4810,Co-op for sale,599000,1,1.000000,2184.207862,"Manhattan, NY 10075","222 E 80th St Apt 3AManhattan, NY 10075",New York
4811,Co-op for sale,245000,1,1.000000,2184.207862,"Rego Park, NY 11374","97-40 62 Dr Unit LgRego Park, NY 11374",Queens County
4812,Co-op for sale,1275000,1,1.000000,2184.207862,"New York, NY 10011","427 W 21st St Unit GardenNew York, NY 10011",New York County
4813,Condo for sale,598125,2,1.000000,655.000000,"Elmhurst, NY 11373","91-23 Corona Ave Unit 4GElmhurst, NY 11373",Queens


## 5. Missing Data By Column
Steps:
1. Use Descriptive Statistics to examine data
2. Identify missing values
3. Understand why the data is missing
4. Decide to impute or drop values
5. Document your approach


### Broker Title

In [119]:
df["BROKERTITLE"].head(20)

# Figure out how many missing values
df["BROKERTITLE"].isna().sum()

# Determine percentage of missing values
print(str(round(df["BROKERTITLE"].isna().sum() / df.shape[0] * 100, 2)) + "% of data is missing")

# Drop column
df = df.drop(columns="BROKERTITLE")

62.72% of data is missing


#### Conclusion

# Homework

## Question 1

In [120]:
df["ADMINISTRATIVE_AREA_LEVEL_2"].head(18)
df.value_counts()

# Find percentage of values missing
print(str(round(df["ADMINISTRATIVE_AREA_LEVEL_2"].isna().sum() / df.shape[0] * 100, 2)) + "% of data is missing") # Output: "55.66% of data is missing"

# Drop Column
df = df.drop(columns="ADMINISTRATIVE_AREA_LEVEL_2")

55.66% of data is missing


### Conclusion:

I would drop the last column. There is over 50% of the values missing (so it wouldn't make sense to drop the rows), and I do not know what an Administrative Area (Level 2) is, so it would not make sense to try and fill them in.

## Question 2

In [129]:
df["LOCALITY"].isna().sum() # 24 N/A values

df.loc[df["LOCALITY"].notna()]["LOCALITY"].unique() # "-" and "Na" should probably be considered as N/A

df["LOCALITY"] = df["LOCALITY"].map(lambda x: None if x in ["-", "Na"] else x)
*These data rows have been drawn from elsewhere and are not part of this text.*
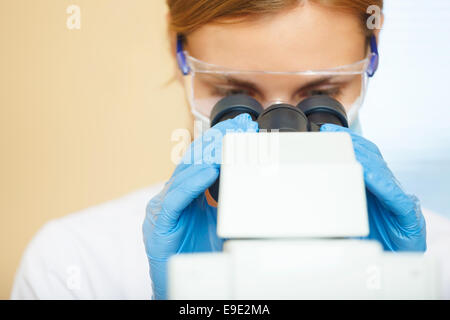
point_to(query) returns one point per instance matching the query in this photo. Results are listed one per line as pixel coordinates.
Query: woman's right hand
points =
(179, 219)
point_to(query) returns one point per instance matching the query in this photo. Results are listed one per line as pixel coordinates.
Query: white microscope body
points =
(292, 207)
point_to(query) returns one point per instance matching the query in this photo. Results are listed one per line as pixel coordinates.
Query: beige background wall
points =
(85, 116)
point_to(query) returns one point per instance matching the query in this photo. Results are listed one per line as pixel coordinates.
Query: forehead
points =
(306, 37)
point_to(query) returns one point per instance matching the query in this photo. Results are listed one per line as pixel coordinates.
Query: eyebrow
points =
(249, 85)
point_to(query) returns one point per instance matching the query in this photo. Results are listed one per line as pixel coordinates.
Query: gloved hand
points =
(179, 219)
(395, 218)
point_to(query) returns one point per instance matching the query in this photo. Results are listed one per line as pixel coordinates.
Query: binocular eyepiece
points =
(308, 116)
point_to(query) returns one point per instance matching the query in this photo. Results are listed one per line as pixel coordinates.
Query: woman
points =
(279, 37)
(268, 45)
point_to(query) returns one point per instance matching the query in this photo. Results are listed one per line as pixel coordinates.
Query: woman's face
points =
(307, 37)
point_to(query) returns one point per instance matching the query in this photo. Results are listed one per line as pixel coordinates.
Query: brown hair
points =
(188, 15)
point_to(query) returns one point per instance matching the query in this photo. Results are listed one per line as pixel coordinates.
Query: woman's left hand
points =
(395, 218)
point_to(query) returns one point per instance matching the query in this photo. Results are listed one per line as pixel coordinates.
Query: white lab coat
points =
(99, 253)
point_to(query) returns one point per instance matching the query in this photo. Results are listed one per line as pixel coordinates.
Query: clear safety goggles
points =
(207, 83)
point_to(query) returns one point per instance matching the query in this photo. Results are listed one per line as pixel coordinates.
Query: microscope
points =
(292, 209)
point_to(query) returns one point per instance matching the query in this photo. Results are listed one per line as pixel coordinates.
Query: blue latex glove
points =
(179, 219)
(395, 218)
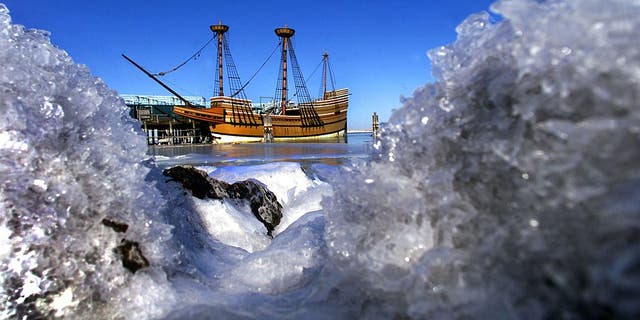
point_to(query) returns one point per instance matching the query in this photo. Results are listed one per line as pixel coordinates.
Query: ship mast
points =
(325, 59)
(284, 33)
(219, 29)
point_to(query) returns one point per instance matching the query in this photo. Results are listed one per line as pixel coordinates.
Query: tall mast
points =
(220, 29)
(325, 59)
(284, 33)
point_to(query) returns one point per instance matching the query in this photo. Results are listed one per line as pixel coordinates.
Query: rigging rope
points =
(254, 75)
(195, 55)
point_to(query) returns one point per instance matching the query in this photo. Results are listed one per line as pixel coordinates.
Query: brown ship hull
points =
(233, 120)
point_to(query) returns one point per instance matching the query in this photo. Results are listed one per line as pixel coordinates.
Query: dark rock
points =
(264, 204)
(115, 225)
(196, 181)
(132, 257)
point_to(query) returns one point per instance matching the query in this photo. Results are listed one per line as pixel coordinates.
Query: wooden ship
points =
(232, 118)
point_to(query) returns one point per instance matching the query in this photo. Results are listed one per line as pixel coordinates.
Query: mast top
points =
(219, 28)
(285, 32)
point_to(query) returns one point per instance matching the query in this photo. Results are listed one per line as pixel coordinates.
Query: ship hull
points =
(232, 120)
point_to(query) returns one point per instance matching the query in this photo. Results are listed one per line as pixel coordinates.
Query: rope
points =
(314, 71)
(195, 55)
(256, 73)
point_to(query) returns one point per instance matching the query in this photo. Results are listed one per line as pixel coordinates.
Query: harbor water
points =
(358, 146)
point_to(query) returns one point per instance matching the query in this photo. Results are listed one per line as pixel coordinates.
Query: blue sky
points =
(377, 48)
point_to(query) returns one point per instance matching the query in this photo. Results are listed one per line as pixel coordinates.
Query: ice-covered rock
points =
(70, 158)
(509, 187)
(263, 203)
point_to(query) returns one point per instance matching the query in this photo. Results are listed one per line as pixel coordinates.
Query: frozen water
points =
(506, 189)
(517, 198)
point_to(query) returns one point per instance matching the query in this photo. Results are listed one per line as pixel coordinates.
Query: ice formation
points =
(506, 189)
(70, 157)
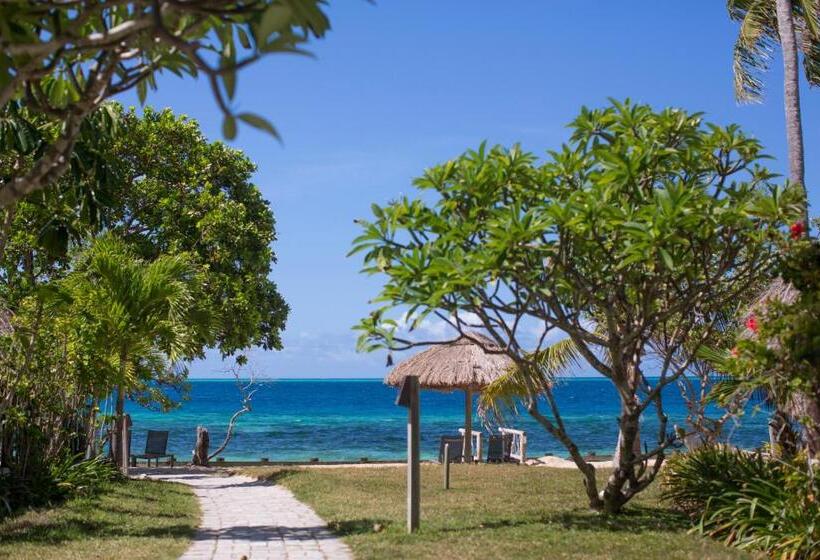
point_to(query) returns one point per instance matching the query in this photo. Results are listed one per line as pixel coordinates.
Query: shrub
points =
(747, 500)
(71, 477)
(63, 479)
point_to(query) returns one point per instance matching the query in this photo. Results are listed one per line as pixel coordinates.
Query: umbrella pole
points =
(468, 425)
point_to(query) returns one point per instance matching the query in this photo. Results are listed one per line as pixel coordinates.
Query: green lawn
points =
(491, 511)
(134, 520)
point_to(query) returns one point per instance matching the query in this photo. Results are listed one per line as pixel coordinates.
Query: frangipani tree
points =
(651, 222)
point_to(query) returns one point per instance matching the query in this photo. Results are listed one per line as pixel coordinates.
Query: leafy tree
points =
(64, 59)
(795, 25)
(650, 222)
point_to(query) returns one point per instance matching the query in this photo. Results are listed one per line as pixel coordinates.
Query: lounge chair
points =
(156, 448)
(456, 448)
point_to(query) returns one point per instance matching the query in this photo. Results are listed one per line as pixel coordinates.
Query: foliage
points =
(490, 511)
(748, 501)
(64, 59)
(649, 222)
(691, 479)
(73, 476)
(777, 351)
(196, 206)
(133, 319)
(67, 476)
(140, 519)
(758, 36)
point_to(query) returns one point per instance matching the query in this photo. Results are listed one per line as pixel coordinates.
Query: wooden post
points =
(446, 466)
(468, 425)
(409, 397)
(125, 441)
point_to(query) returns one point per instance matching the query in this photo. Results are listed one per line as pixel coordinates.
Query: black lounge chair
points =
(498, 449)
(156, 448)
(456, 448)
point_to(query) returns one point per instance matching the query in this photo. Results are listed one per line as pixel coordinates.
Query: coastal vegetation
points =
(64, 60)
(490, 511)
(119, 274)
(649, 223)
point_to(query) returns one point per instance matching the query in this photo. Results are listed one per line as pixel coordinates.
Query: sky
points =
(396, 87)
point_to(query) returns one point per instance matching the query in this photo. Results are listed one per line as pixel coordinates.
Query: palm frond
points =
(754, 46)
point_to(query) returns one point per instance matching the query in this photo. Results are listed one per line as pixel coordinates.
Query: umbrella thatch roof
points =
(462, 364)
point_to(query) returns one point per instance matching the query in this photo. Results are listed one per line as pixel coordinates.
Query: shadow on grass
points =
(277, 476)
(633, 520)
(358, 526)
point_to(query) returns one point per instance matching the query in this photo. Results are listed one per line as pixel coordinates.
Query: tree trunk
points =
(201, 449)
(782, 439)
(791, 98)
(613, 496)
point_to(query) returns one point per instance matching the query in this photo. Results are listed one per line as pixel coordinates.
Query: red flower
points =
(796, 230)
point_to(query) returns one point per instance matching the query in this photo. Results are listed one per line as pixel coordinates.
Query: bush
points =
(71, 477)
(63, 479)
(747, 500)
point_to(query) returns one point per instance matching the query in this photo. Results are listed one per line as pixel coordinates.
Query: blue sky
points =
(398, 86)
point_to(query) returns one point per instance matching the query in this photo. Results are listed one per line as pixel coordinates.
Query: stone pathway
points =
(243, 518)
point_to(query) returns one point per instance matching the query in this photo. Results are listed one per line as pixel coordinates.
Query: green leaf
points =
(229, 127)
(275, 18)
(229, 79)
(142, 91)
(667, 259)
(243, 38)
(260, 123)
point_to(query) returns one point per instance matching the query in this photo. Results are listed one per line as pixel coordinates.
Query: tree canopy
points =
(64, 59)
(649, 222)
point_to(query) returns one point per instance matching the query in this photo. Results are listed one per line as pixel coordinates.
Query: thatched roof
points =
(459, 365)
(5, 321)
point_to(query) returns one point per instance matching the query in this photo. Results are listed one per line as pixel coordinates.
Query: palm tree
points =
(795, 25)
(140, 314)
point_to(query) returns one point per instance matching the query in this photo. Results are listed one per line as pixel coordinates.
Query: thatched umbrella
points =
(460, 365)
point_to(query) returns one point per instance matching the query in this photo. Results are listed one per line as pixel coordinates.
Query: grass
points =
(135, 519)
(491, 511)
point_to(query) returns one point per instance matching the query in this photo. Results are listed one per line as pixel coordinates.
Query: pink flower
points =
(796, 230)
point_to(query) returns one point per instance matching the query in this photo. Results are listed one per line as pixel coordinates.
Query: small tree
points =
(247, 389)
(136, 315)
(66, 58)
(649, 222)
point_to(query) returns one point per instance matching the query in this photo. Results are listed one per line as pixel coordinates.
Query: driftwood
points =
(201, 450)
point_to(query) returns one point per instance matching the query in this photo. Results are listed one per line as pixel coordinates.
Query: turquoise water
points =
(295, 420)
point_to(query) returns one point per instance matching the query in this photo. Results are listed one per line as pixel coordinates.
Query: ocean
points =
(347, 419)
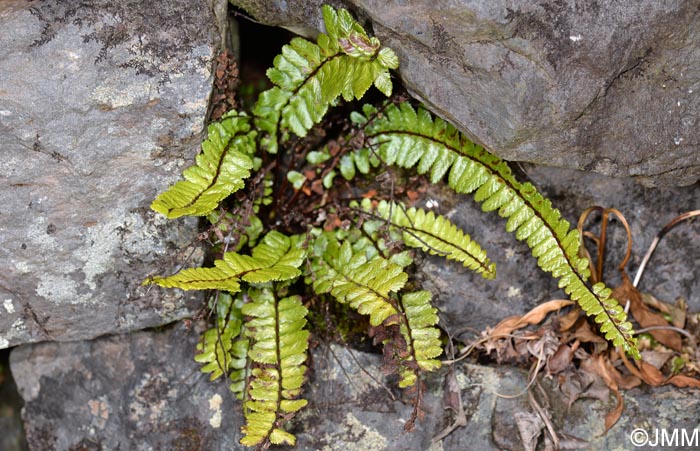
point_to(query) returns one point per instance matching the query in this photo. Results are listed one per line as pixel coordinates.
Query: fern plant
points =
(295, 224)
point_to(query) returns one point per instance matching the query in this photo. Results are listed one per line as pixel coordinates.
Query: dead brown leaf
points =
(534, 316)
(561, 359)
(645, 316)
(682, 380)
(600, 364)
(654, 377)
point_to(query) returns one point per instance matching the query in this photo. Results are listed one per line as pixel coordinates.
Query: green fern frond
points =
(276, 258)
(309, 77)
(223, 164)
(278, 351)
(422, 338)
(434, 234)
(405, 137)
(363, 283)
(215, 346)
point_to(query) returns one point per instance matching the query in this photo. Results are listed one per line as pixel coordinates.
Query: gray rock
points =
(143, 391)
(610, 87)
(102, 104)
(494, 397)
(140, 391)
(467, 300)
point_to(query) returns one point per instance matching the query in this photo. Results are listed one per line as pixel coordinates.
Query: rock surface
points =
(610, 87)
(467, 300)
(101, 105)
(140, 391)
(143, 391)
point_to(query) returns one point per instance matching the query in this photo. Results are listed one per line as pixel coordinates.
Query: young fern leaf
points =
(309, 77)
(435, 235)
(405, 137)
(222, 166)
(276, 258)
(422, 338)
(278, 350)
(364, 284)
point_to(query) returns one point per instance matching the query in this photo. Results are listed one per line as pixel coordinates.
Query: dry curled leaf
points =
(645, 316)
(534, 316)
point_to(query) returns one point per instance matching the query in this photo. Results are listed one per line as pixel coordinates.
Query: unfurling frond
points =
(278, 351)
(276, 258)
(309, 77)
(223, 164)
(410, 138)
(434, 234)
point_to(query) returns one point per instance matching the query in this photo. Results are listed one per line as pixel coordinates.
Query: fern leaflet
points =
(221, 168)
(364, 284)
(422, 338)
(309, 77)
(277, 257)
(405, 137)
(434, 234)
(278, 350)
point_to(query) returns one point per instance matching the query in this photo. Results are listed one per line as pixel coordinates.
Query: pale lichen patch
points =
(215, 406)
df["LOCALITY"].isna().sum() # 76 N/A values

df["LOCALITY"].value_counts()


LOCALITY
New York           2468
New York County     966
Queens County       555
Kings County        462
Bronx County        179
Richmond County      58
United States        34
Brooklyn              6
Queens                6
The Bronx             4
Flatbush              1
Name: count, dtype: int64

### Conclusion

I would either replace all of the N/A values with "New York", which is a group which would most likely contain every location which the house could be in, since it is the entire new york state, or just drop the columns since they are less than 10% of the data set.

## Question 3

In [161]:
df["PRICE"].value_counts() # 79 rows have a value of 0

print(str(df["PRICE"].loc[lambda x: x == 0].count() / df.shape[0] * 100) + "% of data is missing") # Around 1.6% of data is missing

1.640706126687435% of data is missing


### Conclusion:

I would just drop the houses with no price, or a price of 0, because the quantity of houses with no price is just 1.6% of the overall dataset, and it would be very difficult to find the prices of the house.

If I had to fill in the price of the houses with a value, instead of just dropping the rows, I would fill them in with the median. This would have less impact on the average then just leaving them at 0, or setting them to the mode, affecting the data set less.